His syndicate rotated more than ₹96,000 cr. in India, facilitated transfer of ₹11,800 cr. overseas, says agency
The Enforcement Directorate has attached assets worth ₹65.75 crore in connection with the money-laundering case against alleged notorious international “hawala” operator, Naresh Jain.
Jain’s syndicate has been accused by the agency of rotating more than ₹96,000 crore in India and also facilitating transfer of about ₹11,800 crore overseas.
The attached assets include residential residential properties, project land and industrial plot located in Delhi, Rajasthan and Madhya Pradesh, which were in the possession of Jain’s brother Bimal, Sunita Jain, Vijay Agrawal and the companies owned or controlled by him.
Some of the companies have been identified as Jayna Infrastructure, Graphic Buildcon, Arrow Buildtech, Season Buildwell and Konark Craft Private Limited.
The ED probe is based on an FIR registered by the Economic Offences Wing of the Delhi police.
According to the agency, Jain, his employees and Binal indulged in forgery and cheating.
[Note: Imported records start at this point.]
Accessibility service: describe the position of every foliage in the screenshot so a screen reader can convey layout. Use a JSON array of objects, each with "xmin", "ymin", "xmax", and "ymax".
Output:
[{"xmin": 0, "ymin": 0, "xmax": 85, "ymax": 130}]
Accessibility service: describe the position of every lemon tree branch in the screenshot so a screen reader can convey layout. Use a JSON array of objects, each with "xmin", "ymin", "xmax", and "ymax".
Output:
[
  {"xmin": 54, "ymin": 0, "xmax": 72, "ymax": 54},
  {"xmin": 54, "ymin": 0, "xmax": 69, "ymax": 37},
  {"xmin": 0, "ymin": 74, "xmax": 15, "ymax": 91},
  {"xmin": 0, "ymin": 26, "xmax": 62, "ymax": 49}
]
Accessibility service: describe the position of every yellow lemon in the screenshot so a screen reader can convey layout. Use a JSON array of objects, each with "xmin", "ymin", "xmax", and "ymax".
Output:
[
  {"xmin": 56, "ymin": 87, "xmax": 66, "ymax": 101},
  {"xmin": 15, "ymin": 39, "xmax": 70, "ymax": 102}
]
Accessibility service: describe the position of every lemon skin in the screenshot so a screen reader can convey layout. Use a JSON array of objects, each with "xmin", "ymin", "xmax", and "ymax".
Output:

They used a large number of fake documents like identity proof, birth and education certificates, voter IDs and PAN cards, besides forged signatures, to incorporate hundreds of shell companies in India and abroad.
These companies were used to open and operate bank accounts for facilitating bogus, over-invoiced or under-invoiced import and export transactions, providing the desired accommodation entries to known and unknown beneficiaries by rotating and layering funds, on commission basis. This caused huge losses to the exchequer and banks.
The ED probe has so far detected “proceeds of crime” worth ₹565 crore generated as commission by Jain and his accomplices.
The agency alleged that the “hawala” operations involved routing and re-routing of funds through various processes and activities. “The proceeds of crime have been layered via a complex web of shell entities multiple times to avoid detection and hide the real source,” said the agency.
The funds were projected as income from legitimate sources by introducing them into the financial system in the form of loans, advances and share capital in the companies. Subsequently, they were invested in various properties.
The ED had arrested Naresh Jain in September last year. A chargesheet was then filed against him and others.